Cerna Regulatory Network Of The De Lncrnas
To further illustrate the potential interactions among the DE lncRNAs, DE miRNAs and DE mRNAs involved in LUAD, lncRNA-miRNA-mRNA ceRNA networks were constructed, and a total of 188 DE lncRNAs, 444 DE miRNAs and 410 DE mRNAs were selected (Supplement S1E). Moreover, we found that most DE lncRNAs in the ceRNA regulatory network were downregulated. We singled out the ceRNA network of the candidate gene ENST00000609697 and found that 7 miRNAs (hsa-miR-3191-3p, hsa-miR-4731-5p, hsa-miR-598-5p, hsa-miR-6791-5p, hsa-miR-4292, hsa-miR-4446-3p and hsa-miR-1827) and 20 DE mRNAs (COLGALT2, MYOCD, TNS1, RASL12, CNN1, and so on) are involved in this network (Fig. 6A). Hsa-miR-4731-5p was enriched and targeted most DE mRNAs in the ENST00000609697 ceRNA network, indicating that it may play a critical role in LUAD.
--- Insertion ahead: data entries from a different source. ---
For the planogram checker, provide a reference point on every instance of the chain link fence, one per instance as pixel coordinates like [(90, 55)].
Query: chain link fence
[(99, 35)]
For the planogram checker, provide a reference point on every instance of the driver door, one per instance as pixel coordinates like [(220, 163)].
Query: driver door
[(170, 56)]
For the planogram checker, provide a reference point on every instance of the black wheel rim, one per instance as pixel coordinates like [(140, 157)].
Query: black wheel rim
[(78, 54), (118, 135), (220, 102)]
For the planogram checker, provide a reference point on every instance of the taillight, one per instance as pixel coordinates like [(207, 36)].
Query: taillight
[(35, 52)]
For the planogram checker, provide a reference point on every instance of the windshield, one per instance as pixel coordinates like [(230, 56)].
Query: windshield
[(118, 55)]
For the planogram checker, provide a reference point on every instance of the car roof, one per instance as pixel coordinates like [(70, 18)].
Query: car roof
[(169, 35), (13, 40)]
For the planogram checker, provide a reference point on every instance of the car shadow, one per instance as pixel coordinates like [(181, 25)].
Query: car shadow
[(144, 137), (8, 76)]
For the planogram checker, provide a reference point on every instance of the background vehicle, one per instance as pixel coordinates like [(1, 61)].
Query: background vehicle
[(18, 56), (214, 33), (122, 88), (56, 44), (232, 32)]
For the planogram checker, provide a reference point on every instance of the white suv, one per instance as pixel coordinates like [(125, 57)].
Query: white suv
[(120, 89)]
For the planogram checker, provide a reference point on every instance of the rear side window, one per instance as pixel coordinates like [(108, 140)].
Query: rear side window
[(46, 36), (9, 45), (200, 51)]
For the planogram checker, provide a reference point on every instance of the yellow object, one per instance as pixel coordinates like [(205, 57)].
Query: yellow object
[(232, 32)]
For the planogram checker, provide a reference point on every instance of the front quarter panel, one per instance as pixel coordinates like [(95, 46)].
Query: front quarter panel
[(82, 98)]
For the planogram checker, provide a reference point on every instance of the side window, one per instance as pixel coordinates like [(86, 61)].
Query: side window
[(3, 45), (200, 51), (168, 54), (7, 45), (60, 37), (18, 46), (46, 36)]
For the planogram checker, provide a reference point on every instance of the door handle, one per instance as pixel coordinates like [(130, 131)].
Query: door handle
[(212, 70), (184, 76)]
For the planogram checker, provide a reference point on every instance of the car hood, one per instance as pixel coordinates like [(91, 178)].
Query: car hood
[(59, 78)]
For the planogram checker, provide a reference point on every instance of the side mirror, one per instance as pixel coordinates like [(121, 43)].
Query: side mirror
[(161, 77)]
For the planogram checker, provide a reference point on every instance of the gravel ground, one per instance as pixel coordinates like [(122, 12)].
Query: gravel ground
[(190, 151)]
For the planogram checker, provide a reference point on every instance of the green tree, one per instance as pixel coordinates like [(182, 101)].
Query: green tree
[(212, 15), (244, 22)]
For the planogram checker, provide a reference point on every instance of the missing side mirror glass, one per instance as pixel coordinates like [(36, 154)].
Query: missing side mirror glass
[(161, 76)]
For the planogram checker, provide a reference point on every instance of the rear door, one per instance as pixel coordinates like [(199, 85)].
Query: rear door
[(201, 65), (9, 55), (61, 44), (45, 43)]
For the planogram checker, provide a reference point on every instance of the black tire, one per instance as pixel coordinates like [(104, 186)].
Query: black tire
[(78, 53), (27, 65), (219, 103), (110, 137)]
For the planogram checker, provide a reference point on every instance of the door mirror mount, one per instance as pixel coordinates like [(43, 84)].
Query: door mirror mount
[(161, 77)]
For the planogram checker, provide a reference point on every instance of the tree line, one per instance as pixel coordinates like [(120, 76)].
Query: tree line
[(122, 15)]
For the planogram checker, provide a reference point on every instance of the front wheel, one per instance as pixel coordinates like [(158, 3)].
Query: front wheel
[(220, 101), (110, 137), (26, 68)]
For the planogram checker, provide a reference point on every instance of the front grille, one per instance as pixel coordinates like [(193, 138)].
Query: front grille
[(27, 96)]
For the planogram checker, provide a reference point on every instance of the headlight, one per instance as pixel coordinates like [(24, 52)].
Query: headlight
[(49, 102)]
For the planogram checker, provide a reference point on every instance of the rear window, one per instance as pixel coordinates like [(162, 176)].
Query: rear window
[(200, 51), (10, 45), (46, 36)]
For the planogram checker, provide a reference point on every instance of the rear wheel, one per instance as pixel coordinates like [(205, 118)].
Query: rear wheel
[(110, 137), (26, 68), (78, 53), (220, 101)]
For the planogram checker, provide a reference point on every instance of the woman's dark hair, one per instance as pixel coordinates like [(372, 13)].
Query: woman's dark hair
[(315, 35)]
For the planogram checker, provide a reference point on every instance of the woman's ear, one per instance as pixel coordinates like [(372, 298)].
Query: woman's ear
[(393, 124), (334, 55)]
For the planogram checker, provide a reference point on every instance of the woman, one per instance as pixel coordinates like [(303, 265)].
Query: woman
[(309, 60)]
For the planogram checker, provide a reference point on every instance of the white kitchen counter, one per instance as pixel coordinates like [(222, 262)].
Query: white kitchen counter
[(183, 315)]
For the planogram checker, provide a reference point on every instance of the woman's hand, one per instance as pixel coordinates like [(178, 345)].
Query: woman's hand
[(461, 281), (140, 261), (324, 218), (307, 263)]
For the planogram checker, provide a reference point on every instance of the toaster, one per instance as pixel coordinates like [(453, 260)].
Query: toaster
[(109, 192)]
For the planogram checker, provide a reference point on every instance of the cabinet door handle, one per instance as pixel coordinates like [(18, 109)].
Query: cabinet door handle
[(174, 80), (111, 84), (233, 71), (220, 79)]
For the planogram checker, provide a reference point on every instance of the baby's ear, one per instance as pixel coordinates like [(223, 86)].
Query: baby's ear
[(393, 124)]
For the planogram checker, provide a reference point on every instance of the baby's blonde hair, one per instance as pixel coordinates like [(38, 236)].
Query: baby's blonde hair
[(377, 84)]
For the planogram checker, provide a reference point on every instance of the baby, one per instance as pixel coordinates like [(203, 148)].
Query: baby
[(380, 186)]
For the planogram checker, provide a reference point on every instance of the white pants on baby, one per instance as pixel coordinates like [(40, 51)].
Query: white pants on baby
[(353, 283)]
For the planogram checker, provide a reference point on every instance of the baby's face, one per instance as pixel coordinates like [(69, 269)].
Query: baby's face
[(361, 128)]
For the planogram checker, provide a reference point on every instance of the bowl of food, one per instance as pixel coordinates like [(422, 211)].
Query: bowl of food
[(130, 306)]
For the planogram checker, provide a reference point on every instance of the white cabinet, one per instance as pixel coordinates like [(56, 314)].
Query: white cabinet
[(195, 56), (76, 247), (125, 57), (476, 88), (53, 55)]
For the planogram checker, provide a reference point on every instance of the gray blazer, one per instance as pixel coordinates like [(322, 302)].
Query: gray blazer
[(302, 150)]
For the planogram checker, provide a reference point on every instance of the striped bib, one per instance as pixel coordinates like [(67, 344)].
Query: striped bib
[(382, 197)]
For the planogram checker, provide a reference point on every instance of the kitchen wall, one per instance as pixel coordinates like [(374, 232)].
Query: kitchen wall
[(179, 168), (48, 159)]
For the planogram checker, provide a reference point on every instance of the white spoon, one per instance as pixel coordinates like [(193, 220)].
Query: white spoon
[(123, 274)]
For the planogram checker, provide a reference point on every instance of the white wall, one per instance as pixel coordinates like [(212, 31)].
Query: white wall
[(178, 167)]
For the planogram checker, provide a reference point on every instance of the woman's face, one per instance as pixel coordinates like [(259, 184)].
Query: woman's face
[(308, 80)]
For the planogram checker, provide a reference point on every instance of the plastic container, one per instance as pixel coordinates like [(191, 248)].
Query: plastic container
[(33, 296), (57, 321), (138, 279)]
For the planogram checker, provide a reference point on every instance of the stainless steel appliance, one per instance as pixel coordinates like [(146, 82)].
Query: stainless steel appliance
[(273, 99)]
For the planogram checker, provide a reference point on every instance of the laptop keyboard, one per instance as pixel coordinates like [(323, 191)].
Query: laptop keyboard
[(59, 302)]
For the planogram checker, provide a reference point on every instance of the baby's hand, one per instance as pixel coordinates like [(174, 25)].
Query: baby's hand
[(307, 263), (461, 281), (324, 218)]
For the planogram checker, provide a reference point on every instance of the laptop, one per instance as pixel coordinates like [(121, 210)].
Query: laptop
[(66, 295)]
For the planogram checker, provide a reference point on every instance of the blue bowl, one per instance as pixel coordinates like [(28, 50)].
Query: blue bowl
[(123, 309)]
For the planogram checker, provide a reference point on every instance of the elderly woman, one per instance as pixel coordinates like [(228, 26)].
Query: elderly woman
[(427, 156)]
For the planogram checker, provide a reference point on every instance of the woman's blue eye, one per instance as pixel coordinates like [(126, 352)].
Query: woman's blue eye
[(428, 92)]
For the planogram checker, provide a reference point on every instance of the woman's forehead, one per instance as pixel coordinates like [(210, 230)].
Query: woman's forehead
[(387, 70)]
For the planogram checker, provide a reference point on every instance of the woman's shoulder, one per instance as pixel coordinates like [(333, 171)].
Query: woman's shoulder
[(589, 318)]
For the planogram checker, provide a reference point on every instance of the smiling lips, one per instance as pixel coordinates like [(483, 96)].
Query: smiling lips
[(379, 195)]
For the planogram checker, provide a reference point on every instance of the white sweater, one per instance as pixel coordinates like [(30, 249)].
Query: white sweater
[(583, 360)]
Functional and survival analyses considering the target DE mRNAs in the ENST00000609697 ceRNA network
Furthermore, we conducted GO enrichment analysis of the 20 targeted DE mRNAs in three ontologies: BP, CC and MF. The 30 GO terms most enriched with the 20 targeted DE mRNAs are shown in Fig. 6B. The most enriched GO terms in the BP, CC, and MF categories were smooth muscle cell differentiation, focal adhesion, and actin binding, respectively (Fig. 6B). Most DE mRNAs were mapped to the BP category; thus, we generated a BP cnetplot that showed the DE mRNAs associated with the top 10 BP terms, in which 4 DE mRNAs (CNN1, FLNC, FOXF1, and MYOCD) were enriched (Fig. 6C). FOXF1 and MYOCD are related to multiple biological processes, suggesting that they may be the critical genes in LUAD. The BP emaplot showed the overlapping relationship between each pair of terms (Fig. 6D) and suggested that smooth muscle cell differentiation was a very important biological process. For screening ceRNA networks related to the prognosis of LUAD, we downloaded the expression and survival data related to the 20 target DE mRNAs in the ENST00000609697 ceRNA network in the UCSC Xena database. The expression of RASL12 was downregulated in LUAD (P < 0.0001) (Fig. 6E), and downregulation of RASL12 was positively correlated with good prognosis (P = 0.034) (Fig. 6F). These results suggested that the ENST00000609697–hsa-miR-6791-5p–RASL12 axis may play a tumor-suppressive role in LUAD.